Kelsey blinked. “Excuse me?”
Mia blinked back. “At the cemetery... I saw a woman. She looked like me, just a little younger. She had my eyes.” Bobby’s eyes. “It was uncanny.”
Kelsey was clearly at a loss. “That I didn’t know. Can’t help you there, M.”
“Well, thanks for believing me at least. I know it sounds crazy.”
“You’ve never lied to me.” Kelsey sat back, considering. “So there are three of us misbegotten non-male spawn.”
“That we know of. Maybe more. God knows how many times he tried for a boy.”
Kelsey’s lips quirked in amusement. “Well, it looks like Bobby shot mostly X’s. No little Y’s to make little Bobbys.”
Mia smiled, despite the weight on her shoulders. “God, I miss you.”
K
elsey swallowed, hard. “Stop. Don’t make me...” She drew a breath, took a surreptitious glance side to side. “It’s like blood in the water, M.”
“You come up for parole again in three months.”
“Like I don’t know the exact time to the minute? It won’t do any good.”
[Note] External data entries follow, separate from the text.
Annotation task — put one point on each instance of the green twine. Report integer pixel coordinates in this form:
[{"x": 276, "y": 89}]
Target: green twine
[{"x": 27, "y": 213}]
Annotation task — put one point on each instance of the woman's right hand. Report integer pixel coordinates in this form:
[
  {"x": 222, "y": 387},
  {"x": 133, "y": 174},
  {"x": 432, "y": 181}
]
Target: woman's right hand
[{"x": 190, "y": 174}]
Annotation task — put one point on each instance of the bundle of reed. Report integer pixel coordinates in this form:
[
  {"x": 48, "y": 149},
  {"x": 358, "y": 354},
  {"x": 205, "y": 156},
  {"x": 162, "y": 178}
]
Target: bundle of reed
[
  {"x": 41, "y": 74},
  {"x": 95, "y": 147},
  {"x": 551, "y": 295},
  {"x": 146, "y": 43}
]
“I’ll be there. I promise.”
“You’ve always been there, every hearing. And I’m grateful. But Shayla Kaufmann is always there, too, and her grief carries more weight than your good words.”
Mia clenched her fist. “It’s been twelve years, Kelsey.”
“But her husband and son are still dead.”
“You didn’t shoot them. The store video showed it clearly.” Kelsey had stood there, her hand shaking so bad she’d nearly dropped the gun. Her boyfriend Stone had done the shooting and was serving life without parole. Kelsey had cooperated, earning her a deal. Eight to twenty-five. At the time, Mia had been relieved Kelsey’s sentence hadn’t been stiffer. Twelve years later, Mia knew exactly how slowly time could pass.
Kelsey’s face was immobile, but her eyes had darkened with a torment she rarely let Mia see. “I didn’t shoot, but I stood there while Stone did. I didn’t do anything to save that man and his son. That father’s last action was to shield his son with his own body.” She held herself rigid and focused on a point over Mia’s shoulder and Mia knew they were both thinking that was something their own father never would have done.
“Dammit, Kelsey, you were young. Scared. You were high.”
“I was guilty.” Her lips trembled and she pursed them. “And I still am.”
Mia bit the inside of her cheek, hard. “I’ll still be there at the parole hearing.”
Kelsey’s eyes closed for a long moment and when she opened them, they were again cool and detached. “I hear you took a bullet, kid.”
The subject of parole was now closed. “Yeah. Two weeks ago.”
“How’s your pal?”
“Abe? He’s in the hospital, but he’ll be okay.”
“Don’t drop your guard.” One side of her mouth lifted. “You’re the only one who ever comes to visit me in here. I’d hate for anything to happen to you.”
Mia cleared her throat. “Okay.”
“Oh, yeah. And tell Dana I said thanks, but no thanks.”